I love bookstores. Alibris and Amazon are convenient for getting your hands on any obscure title you want and even pointing you toward others you might be interested in, but the online experience can’t match the pleasure I experience in wandering through the shelves and discovering a gem no search engine algorithm would have earmarked for my attention.
My latest such acquisition is Bad Land: An American Romance, a combination multi-year roadtrip and history that perfectly captures an obscure piece of Americana – the “dryland farming” fad that briefly populated large stretches of the arid Western states with small family farms in the first decades of the 20th Century and ultimately ended in the Dust Bowl diaspora of the 1930s.

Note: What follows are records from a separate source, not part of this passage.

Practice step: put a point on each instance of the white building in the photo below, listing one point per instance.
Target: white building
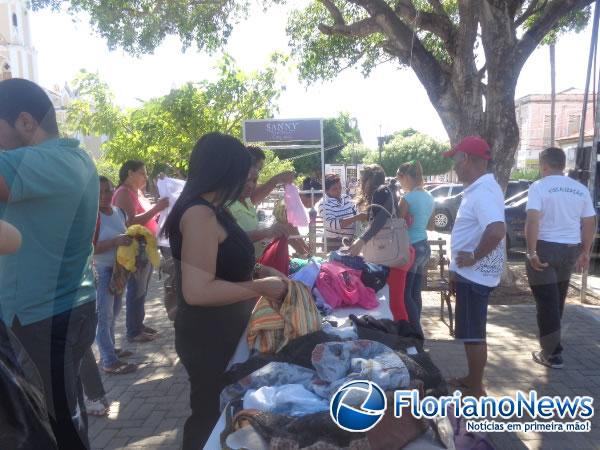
(18, 58)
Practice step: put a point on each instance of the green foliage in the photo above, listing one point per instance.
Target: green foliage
(163, 131)
(273, 166)
(416, 147)
(525, 174)
(575, 21)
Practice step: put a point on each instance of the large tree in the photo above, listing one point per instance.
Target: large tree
(415, 146)
(162, 131)
(468, 54)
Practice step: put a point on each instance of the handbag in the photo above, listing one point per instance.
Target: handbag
(390, 246)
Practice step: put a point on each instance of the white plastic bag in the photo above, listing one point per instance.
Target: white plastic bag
(290, 399)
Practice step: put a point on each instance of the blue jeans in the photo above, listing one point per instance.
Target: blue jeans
(135, 298)
(413, 301)
(471, 310)
(108, 307)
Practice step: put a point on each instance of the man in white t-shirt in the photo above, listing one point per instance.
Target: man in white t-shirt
(477, 254)
(560, 229)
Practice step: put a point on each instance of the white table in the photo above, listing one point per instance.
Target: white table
(339, 315)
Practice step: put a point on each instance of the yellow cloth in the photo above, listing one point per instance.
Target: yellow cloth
(126, 255)
(270, 330)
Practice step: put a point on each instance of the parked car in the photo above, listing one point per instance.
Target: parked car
(445, 209)
(446, 190)
(516, 186)
(429, 186)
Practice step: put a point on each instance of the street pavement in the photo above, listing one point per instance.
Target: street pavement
(149, 407)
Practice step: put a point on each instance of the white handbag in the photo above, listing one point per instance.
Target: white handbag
(391, 245)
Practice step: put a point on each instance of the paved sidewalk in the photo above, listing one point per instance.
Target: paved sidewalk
(151, 405)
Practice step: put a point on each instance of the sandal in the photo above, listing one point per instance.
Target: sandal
(98, 408)
(149, 330)
(142, 337)
(123, 353)
(459, 384)
(120, 368)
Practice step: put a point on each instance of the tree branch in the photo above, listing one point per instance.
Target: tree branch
(438, 24)
(335, 12)
(548, 19)
(437, 7)
(530, 11)
(404, 43)
(362, 28)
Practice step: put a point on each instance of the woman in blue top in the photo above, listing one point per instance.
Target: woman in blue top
(418, 204)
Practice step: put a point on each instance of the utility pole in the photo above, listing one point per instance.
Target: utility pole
(552, 93)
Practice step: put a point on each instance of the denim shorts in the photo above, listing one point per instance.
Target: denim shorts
(471, 310)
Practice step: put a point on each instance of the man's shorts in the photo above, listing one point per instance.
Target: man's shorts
(471, 310)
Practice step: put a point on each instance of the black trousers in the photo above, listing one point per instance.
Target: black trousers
(549, 288)
(56, 346)
(205, 342)
(90, 377)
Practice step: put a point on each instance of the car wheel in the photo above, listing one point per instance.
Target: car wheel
(441, 220)
(508, 244)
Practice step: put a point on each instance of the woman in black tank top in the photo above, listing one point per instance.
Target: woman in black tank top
(214, 265)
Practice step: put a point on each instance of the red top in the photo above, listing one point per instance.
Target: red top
(141, 205)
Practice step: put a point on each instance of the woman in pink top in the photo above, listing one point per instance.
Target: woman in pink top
(130, 198)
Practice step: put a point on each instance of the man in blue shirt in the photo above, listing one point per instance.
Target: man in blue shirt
(49, 192)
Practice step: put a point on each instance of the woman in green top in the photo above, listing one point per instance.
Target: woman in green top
(244, 212)
(418, 204)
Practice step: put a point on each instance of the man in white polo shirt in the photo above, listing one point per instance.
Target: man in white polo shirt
(560, 229)
(477, 254)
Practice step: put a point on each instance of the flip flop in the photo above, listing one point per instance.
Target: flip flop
(121, 368)
(123, 353)
(457, 383)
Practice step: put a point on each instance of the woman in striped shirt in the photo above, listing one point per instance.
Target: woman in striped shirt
(338, 212)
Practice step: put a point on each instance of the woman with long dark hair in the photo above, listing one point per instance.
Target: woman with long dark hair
(374, 191)
(418, 204)
(129, 196)
(214, 262)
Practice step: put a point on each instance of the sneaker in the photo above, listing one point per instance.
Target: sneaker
(149, 330)
(142, 337)
(98, 407)
(554, 362)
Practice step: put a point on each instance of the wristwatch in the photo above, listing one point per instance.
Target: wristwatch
(257, 269)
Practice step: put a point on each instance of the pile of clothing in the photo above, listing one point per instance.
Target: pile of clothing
(281, 399)
(341, 281)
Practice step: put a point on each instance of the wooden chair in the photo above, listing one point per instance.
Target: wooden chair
(438, 280)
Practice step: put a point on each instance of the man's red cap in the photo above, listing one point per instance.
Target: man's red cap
(473, 145)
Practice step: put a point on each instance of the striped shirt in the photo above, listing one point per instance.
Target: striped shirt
(332, 211)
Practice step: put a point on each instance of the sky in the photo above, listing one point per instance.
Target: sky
(390, 99)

Author Jonathan Raban had the great good fortune to come across, first, a 700-page history of the period in eastern Montana – one of those micro-histories compiled by local historical societies, privately published 50 years ago and soon forgotten. Next Raban unearthed an unpublished memoir written by the son of one of the homesteading families in that area, another mother lode of local lore and anecdotes. Then he went on to spend years intensively researching the period. Most important, he spent a great deal of time on the ground in eastern Montana getting to know the land and the people. His resulting account is both engaging and informative, sympathetic but not sentimental and insightful without being at all condescending – a remarkable achievement for an ex-pat Englishman living in Seattle.
Although Bad Land is set in eastern Montana, the story could be told of any rural county between the 100th meridian and the Rockies, including eastern New Mexico. I wrote a column last year on those abandoned farmsteads and the stubborn few who endured the bad years and remain there today.